The child survives, but the wealthy and recently paralyzed (emotionally and physically) Antonio is a widower. In swoops the evil step mother. Naturally. Fairy tales never have positive step mother characters. She will make life a living hell for the cuckolded Antonio and his precocious daughter. What is the child’s name you query? ‘Tis the film’s protagonist and namesake, Blancanieves (2012).
That means Snow White in the Spanish.
Blancanieves, directed by Pablo Berger, is a Spanish re-imagining of the classic Brothers Grimm fairytale, Snow White. In addition to it being Spanish it is also a silent melodrama.

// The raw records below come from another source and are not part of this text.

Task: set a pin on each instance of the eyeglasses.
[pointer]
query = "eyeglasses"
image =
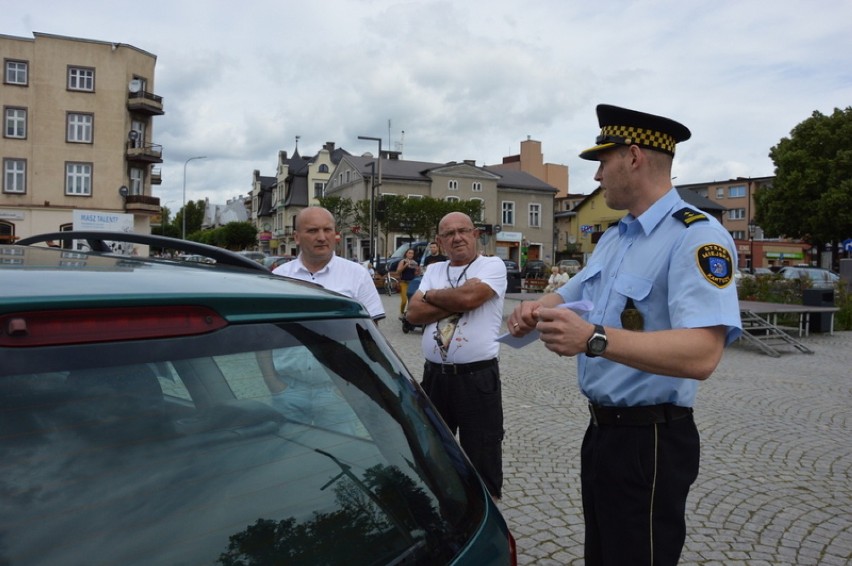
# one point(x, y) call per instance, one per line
point(460, 232)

And no, they’re not just cashing in on the success of The Artist (2011). In fact, crafty filmmakers have been making silent pictures all along. From the rebellious Charlie Chaplin (Modern Times) to the innovative Pierre Étaix (Yoyo) to the surreal Guy Maddin (Archangel), great filmmakers have been using the unique language and aesthetic of silent cinema to convey wonderful stories all throughout the sound era.
Also most of the characters for this adaptation are bullfighters. Now far be it from me to perpetuate the stereotype that all Spaniards are matadors. I’m just reporting the facts of the film.
I hate to use the cliche of, “if you think you know the story [of Snow White]…think again.” But it totally applies here. This is not Disney. (Although the bullfights are somewhat sanitized and cleansed of blood). This is a tasty tragedy of the freshest variety. Blancanieves, or Carmen as she is called (played by Macarena García as an adult and sadly not as hot as Inma Cuesta), runs away from her evil stepmother (played with delicious malevolence by Maribel Verdú from Pan’s Labyrinth). . . but not until about halfway through the movie. There’s a lot of build up and backstory here.
A band of independent circus dwarfs—who are also matadors. I know!—discover Carmen but she has amnesia and remembers nothing. She joins their happy troupe and becomes a great matador herself. Because it’s in the blood. You may think you know the rest of the story, but there’s enough surprise and intrigue to keep you guessing.
This movie boasts ravishing cinematography and rich imagery of epic bullfights and ornate upper-crust Spanish living spaces cleverly juxtaposed with ramshackle nomadic circus environs. And the erotic flamenco pulse of speedy guitar strings wound with sex-fire coupled with a pair of manic castanets gives Blancanieves added atmosphere you can almost sink your teeth into. I want to bite this movie is what I’m saying.
I really enjoyed Blancanieves. This is exactly what we should be doing with classic stories. Like Ray Tintori’s Death to the Tinman or The Coen Bros. O, Brother Where Art Thou! While the final moments of this film I found to be beautiful and touching they did leave me wanting a bit emotionally. But with the kooky premise, splendid acting, creative turns, and gorgeous style I can forgive it. I love magic, matadors, midgets, and silent movies so this was pretty good for me.
Go see Blancanieves. It’s a special treat. And now I shall return to scouring the internet for more pictures of Inma Cuesta.